Le Parlement européen a approuvé la simplification du reporting ESG

| Eliška Kozubíková

Le Parlement européen a approuvé jeudi 13 novembre 2025 sa position de négociation sur le paquet de réformes appelé « Omnibus I », qui simplifie les exigences en matière de reporting de durabilité et l’introduction des principes de diligence raisonnable (due diligence) pour les entreprises. La proposition approuvée apporte une simplification importante pour les entreprises.

Selon les députés, le reporting de durabilité ne devrait concerner que les grandes entreprises qui ont en moyenne plus de 1 750 employés et un chiffre d’affaires net annuel supérieur à 450 millions d’euros. Seules ces entreprises seraient également soumises à l’obligation de reporter selon les règles de la taxonomie de l’UE.

Le Parlement demande également une simplification importante des normes de reporting de durabilité, notamment en réduisant les exigences qualitatives et en introduisant le reporting sectoriel volontaire. Les petites entreprises devraient alors être protégées contre les exigences de reporting de la part de leurs grands partenaires commerciaux, qui ne pourraient pas exiger plus d’informations que ce qui est prévu dans la norme volontaire (VSME).

Dans le domaine de la diligence raisonnable (due diligence), les exigences ne s’appliqueraient qu’aux grandes entreprises de plus de 5 000 employés et d’un chiffre d’affaires net annuel supérieur à 1,5 milliard d’euros.
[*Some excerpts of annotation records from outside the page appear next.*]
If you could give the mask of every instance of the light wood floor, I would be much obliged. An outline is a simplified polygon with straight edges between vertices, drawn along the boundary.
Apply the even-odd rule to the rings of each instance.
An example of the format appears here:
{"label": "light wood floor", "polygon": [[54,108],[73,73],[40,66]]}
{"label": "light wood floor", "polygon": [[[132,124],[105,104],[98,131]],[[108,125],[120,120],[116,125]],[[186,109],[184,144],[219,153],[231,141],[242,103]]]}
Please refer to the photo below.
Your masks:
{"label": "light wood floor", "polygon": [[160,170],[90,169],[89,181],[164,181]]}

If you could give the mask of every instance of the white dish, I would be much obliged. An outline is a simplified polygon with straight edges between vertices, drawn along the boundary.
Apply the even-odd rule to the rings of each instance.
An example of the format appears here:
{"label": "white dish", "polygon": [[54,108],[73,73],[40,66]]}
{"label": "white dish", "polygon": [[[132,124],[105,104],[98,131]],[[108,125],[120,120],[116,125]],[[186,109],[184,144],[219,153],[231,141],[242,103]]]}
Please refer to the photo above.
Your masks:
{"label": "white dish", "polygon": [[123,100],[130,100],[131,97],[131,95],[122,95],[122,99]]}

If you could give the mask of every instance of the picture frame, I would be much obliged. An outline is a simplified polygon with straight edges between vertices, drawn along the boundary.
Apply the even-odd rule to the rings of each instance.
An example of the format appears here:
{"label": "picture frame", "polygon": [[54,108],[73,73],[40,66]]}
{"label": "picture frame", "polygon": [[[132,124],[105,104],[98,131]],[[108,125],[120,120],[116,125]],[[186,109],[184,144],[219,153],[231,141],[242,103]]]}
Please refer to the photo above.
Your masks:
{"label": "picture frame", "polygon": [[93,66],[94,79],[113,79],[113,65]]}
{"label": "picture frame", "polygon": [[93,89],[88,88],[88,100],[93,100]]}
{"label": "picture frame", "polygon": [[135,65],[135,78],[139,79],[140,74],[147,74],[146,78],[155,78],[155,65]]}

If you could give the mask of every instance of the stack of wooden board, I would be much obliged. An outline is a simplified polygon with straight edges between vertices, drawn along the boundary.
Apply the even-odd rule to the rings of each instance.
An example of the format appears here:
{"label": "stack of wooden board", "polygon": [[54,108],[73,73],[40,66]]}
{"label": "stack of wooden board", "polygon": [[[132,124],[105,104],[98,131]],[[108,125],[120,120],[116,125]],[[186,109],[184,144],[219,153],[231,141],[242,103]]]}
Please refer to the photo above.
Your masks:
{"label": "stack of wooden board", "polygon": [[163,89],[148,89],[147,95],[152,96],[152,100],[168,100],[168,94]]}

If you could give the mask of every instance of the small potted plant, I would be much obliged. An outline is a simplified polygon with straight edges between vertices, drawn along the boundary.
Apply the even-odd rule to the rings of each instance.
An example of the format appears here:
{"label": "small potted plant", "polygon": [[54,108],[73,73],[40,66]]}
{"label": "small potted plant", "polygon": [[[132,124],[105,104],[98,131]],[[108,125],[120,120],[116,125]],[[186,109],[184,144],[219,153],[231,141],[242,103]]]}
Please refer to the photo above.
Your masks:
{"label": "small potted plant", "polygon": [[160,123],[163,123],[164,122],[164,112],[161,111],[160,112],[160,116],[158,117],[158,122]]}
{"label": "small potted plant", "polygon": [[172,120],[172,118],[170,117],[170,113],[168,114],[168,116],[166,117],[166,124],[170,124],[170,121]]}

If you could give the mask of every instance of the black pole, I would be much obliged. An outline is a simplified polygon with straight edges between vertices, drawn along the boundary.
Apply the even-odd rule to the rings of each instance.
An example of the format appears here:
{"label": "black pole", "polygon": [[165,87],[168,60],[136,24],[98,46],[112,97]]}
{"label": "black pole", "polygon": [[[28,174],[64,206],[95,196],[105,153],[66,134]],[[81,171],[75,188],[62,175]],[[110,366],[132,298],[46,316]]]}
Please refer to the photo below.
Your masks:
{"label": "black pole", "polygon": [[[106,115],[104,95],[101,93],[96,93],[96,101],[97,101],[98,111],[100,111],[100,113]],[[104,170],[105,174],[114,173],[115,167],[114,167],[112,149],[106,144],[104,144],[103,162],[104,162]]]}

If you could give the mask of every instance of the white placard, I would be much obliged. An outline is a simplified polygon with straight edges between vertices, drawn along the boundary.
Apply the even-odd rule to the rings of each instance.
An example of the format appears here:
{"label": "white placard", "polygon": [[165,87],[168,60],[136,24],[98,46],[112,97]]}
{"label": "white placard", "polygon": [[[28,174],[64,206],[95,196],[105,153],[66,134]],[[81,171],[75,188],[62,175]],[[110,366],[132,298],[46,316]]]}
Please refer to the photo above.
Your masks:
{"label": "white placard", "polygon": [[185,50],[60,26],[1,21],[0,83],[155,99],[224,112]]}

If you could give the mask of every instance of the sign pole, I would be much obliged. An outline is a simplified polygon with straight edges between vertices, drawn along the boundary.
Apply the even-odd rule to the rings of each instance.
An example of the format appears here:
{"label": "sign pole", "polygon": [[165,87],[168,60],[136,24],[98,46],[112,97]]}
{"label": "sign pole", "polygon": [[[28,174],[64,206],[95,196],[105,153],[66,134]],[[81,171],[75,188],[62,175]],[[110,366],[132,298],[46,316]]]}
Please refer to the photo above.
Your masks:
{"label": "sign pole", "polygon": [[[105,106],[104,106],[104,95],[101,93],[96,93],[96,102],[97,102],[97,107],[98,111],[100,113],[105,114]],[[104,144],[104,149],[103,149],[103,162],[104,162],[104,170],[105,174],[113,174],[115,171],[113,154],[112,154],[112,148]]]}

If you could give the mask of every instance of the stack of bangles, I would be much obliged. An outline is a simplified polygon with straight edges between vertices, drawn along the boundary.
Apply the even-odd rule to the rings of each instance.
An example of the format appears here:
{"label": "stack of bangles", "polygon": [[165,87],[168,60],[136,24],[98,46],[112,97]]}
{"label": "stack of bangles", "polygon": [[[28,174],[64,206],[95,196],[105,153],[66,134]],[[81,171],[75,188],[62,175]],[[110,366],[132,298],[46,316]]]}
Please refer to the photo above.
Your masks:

Ces sociétés n’auraient plus à préparer de plan de transition pour aligner leur modèle commercial avec l’Accord de Paris, et ne devraient pas non plus demander inutilement des informations aux petits partenaires commerciaux. Pour obtenir des informations sur la chaîne de valeur, les entreprises devraient principalement s’appuyer sur les données déjà disponibles.

Ces changements ont été votés par 382 députés, 249 contre et 13 abstentions. Parmi les députés européens tchèques, tous ont voté en faveur des changements, à l’exception de Markéta Gregorová.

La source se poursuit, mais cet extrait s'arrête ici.